I Have Heard You Calling In the Night is Healy's tale of redemption, of partial redemption at least. Having spoken to a few people who have read this memoir, they all approached it with caution – a tale of a bar-brawling drunk saved by a puppy and, later, religion? Sounds like it could be a maudlin and sentimental read. Yet Healy has a snappy, forthright style that draws you in after only a page or two. He is never preachy and avoids self-deprecating wisecracks.

The puppy acquired the unlikely name Martin, sharing a small house in a rough corner of Glasgow with Healy, his mother and sister. As the dog grew, Healy began to feel an unexpected sense of responsibility and it was this, not the after-hours injuries, the police cells or the failure of his ambition to write for a living, that began to sober him. Unexpectedly, it was not a troubled childhood which had sent Healy skidding in the wrong direction, though losing his father in his early teens didn't help.

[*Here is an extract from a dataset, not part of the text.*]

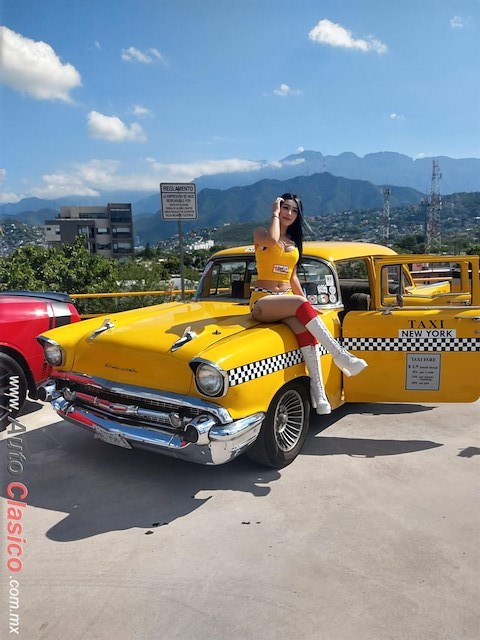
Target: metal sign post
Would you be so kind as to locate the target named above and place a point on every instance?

Growing up in an environment where it was difficult to be an idealistic, intelligent child was a problem, and Healy was soon compensating; by his mid-20s he had become a hardened drinker, unpleasant company, quick to fight.

Much of the book describes the adventures of man and dog – working together as security guards, or on annual treks to caravan parks, sometimes scuppered by lapses into drinking. Healy is intensely affected by any pain felt by his pet, and his struggles against the failing health of both Martin and his mother are bitterly recounted. His relationships with women are another focus of the book's sadness: more, I suspect, than he realises. Drawn strongly to the company of women, he never quite connects or commits, especially when he has the excuse of the dog – his absolute priority.

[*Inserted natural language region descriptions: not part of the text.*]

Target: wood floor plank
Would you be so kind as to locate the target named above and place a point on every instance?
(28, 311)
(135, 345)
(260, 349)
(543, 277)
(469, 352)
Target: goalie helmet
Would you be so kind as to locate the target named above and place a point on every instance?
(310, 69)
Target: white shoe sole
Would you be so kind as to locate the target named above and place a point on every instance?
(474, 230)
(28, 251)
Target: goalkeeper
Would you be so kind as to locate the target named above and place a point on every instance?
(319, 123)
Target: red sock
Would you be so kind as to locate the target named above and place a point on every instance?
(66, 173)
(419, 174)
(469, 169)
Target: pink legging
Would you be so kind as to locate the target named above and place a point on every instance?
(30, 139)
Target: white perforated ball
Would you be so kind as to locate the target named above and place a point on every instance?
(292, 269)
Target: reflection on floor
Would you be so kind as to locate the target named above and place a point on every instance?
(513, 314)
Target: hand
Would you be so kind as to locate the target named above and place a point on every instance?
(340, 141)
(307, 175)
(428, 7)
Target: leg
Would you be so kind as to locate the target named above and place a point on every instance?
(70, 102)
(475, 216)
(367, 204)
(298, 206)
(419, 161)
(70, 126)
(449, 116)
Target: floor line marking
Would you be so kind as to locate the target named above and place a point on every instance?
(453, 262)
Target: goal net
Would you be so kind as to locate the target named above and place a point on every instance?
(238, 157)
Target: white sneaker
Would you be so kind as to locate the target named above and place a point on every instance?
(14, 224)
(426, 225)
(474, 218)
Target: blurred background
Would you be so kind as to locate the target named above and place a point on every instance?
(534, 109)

Healy has previously published two novels, and a book on boxing. His writing life is skimmed over however (much of it happened since the events here), though he recounts an uneasy and irregular attachment to religion, from his teenage desire to escape to an Israeli kibbutz, to Christmas services with his mother, to a pledge against drink which sees him, where the book ends in the mid '90s, on a ten-day retreat at an abbey, tempted by the monastic life, but still too drawn by people, and by the human ties of pride and doubt.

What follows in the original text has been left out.